The number one question now: Will McGwire address the media about the steroid allegations? Months after him being announced as the coach, and still not a peep out of him. The team will probably wait until Spring Training.

The move is actually a good one for the team. He’s worked with players in the past to various degrees of success; Skip Schumaker has been helped greatly, but Matt Holliday abandoned what McGwire taught him and Chris Duncan is still a marginal hitter.

Tony LaRussa has a hidden agenda with the hiring: to get McGwire’s name cleard and get him into the Hall of Fame. McGwire deserves to be in the Hall, but the media didn’t like how he handled the steroid situation. Now they are punishing him by not giving him the support he needs to be voted in. If he’s successful and speaks to the media, it’ll get him in.

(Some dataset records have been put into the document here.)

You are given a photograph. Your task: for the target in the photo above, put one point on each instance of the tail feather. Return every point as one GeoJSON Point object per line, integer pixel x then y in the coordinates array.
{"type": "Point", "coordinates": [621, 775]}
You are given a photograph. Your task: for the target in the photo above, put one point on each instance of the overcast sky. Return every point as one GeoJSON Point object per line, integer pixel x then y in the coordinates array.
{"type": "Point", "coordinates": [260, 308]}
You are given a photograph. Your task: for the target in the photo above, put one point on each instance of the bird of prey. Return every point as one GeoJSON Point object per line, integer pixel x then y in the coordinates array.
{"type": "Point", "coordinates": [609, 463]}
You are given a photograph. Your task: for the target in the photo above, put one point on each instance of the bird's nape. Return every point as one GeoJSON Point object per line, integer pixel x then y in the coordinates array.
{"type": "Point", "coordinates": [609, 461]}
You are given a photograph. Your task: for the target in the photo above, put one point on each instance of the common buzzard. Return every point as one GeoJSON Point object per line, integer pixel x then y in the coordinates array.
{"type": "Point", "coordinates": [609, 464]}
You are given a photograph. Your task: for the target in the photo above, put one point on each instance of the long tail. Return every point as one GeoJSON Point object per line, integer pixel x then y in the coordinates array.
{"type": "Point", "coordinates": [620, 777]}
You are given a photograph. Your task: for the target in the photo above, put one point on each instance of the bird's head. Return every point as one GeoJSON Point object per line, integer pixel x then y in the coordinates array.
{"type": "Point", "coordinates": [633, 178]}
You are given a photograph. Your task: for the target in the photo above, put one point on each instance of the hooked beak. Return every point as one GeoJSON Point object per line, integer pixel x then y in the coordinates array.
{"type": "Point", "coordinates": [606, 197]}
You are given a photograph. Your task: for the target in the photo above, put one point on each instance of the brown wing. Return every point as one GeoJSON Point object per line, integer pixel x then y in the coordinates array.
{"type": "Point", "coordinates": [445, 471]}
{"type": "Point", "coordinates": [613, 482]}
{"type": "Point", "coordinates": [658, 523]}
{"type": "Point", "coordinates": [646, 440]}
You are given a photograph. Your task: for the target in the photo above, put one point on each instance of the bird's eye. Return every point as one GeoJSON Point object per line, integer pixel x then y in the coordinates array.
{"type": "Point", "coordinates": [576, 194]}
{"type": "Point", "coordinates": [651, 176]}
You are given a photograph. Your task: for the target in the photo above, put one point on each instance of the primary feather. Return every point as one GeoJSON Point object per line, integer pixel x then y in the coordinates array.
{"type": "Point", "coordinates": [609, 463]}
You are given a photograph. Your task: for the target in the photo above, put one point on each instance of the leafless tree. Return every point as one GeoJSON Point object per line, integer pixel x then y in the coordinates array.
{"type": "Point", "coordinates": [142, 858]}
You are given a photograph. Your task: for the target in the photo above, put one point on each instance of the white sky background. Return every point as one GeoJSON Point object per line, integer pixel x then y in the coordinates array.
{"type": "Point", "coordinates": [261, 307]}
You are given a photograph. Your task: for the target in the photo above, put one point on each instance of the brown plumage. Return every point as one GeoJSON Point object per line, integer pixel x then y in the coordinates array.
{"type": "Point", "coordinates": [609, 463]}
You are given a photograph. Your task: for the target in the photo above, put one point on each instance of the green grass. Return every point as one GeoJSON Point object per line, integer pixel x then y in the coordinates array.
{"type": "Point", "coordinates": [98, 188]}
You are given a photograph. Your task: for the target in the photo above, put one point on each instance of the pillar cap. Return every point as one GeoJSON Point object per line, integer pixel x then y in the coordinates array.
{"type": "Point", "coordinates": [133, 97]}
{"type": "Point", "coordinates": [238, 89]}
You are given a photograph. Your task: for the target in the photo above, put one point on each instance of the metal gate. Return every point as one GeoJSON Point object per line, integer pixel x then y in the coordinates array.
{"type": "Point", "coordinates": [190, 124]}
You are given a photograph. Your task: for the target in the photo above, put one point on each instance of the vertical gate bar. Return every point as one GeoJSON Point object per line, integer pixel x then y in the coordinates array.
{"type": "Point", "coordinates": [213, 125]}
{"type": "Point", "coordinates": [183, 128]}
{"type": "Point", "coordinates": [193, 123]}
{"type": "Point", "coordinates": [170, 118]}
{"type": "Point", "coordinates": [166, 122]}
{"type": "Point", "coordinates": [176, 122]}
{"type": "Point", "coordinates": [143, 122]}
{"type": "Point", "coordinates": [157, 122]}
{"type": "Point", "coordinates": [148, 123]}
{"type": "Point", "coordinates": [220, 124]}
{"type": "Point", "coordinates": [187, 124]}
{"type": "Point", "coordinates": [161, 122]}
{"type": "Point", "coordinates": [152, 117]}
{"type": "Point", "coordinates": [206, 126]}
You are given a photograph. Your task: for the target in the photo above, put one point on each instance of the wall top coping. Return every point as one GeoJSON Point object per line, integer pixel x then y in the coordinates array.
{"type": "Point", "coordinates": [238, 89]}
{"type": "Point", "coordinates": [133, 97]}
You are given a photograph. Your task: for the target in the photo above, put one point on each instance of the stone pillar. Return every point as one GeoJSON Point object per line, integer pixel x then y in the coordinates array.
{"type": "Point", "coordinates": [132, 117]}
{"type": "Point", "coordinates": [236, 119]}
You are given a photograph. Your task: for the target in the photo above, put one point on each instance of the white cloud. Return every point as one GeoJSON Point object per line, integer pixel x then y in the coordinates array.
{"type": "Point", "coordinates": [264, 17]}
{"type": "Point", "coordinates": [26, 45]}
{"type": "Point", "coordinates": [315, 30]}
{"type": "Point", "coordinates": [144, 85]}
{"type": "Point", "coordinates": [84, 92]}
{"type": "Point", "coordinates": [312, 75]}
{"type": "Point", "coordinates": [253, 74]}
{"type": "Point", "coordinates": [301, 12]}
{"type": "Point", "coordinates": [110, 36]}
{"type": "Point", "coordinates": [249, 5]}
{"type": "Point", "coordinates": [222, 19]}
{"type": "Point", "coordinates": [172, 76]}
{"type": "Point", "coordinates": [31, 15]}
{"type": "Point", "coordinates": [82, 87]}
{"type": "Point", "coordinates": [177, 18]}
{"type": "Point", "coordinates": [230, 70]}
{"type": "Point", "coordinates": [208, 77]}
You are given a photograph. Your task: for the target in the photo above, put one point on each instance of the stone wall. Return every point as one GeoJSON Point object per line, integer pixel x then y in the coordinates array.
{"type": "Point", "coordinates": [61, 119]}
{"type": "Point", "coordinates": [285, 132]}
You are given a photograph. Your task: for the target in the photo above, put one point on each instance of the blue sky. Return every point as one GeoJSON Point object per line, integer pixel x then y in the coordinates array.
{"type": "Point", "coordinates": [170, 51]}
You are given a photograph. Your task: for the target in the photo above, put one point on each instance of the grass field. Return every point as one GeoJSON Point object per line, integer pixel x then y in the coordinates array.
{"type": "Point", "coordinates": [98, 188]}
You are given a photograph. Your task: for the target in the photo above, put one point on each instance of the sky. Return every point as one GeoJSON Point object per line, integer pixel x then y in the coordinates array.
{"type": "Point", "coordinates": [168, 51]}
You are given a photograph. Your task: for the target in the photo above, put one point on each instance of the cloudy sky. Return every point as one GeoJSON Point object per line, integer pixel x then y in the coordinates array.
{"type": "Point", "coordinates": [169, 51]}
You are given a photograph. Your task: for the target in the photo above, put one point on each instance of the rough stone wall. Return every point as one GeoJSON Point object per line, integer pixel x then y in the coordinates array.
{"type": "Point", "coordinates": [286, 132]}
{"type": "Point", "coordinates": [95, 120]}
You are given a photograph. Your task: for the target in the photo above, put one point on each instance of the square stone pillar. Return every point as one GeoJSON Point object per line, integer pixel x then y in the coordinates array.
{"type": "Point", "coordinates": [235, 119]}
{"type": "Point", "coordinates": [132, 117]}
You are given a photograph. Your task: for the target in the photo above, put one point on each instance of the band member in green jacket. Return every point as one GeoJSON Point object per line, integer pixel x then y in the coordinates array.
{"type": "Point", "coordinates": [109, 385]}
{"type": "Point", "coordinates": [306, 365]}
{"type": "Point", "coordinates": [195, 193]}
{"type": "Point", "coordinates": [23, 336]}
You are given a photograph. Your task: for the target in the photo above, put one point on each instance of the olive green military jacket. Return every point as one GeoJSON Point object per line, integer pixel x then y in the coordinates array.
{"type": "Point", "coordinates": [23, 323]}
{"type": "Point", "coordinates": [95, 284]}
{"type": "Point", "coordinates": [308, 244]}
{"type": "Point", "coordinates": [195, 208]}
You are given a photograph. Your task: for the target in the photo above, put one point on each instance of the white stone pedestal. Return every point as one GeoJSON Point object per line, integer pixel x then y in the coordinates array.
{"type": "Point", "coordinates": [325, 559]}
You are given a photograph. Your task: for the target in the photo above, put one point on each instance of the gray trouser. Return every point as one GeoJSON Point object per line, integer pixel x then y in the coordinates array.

2. Matt Holliday – Remember the HM about the team not trading prospects for veterans; well that didn’t last long. After sending 2 pitching prospects for Mark DeRosa, the Cardinals gave up system jewel Brett Wallace, along with 2 other prospects, for Matt Holliday. Holliday played brilliantly for the Cardinals, which increased his value as he walked into his free agent season. Of course he did drop a crucial catch in the playoffs that essentially ended their season.

Holliday’s agent, Scott Boras, now has the Cardinals in a holding pattern; the agent is sticking to his contract demands in a market that hasn’t developed for the slugger. MLB Trade Rumors recently looked at the Holliday offers and concluded that the best offer he received was the one the Rockies offered him during Spring Training 2008. Whoops.

The Cardinals aren’t out of it, but I think they’ll be turning their attention elsewhere soon. They’ve been rumored to have interest in Miguel Tejada and Adrian Beltre at third; there are still a few names for left field bouncing around too. Either way, the team is looking to add a veteran slugger.

1. The All Star Game in St. Louis – All the hoopla this summer for the All Star Game was the biggest news story of the year. I chronicled my All Star Week earlier in the season. Between the former players, parades, marathons, games, home runs, fan fests, and celebrities, St. Louis was a buzz with news, sports, and gossip.

The Home Run Derby was an event with Pujols entering it this year. He didn’t disappoint, as he made it into the second round. St. Louisian Ryan Howard also put on a good showing. In the end, Prince Fielder put on a clinic (something that St. Louis fans don’t like seeing).

The Game itself was a pitching showcase. It was nice to see the crowd react to the Cardinals and St. Louis born players (Howard, Mark Buehrle).

Overall, it was a memorable experience and hopefully something that doesn’t take another 30+ years to come back.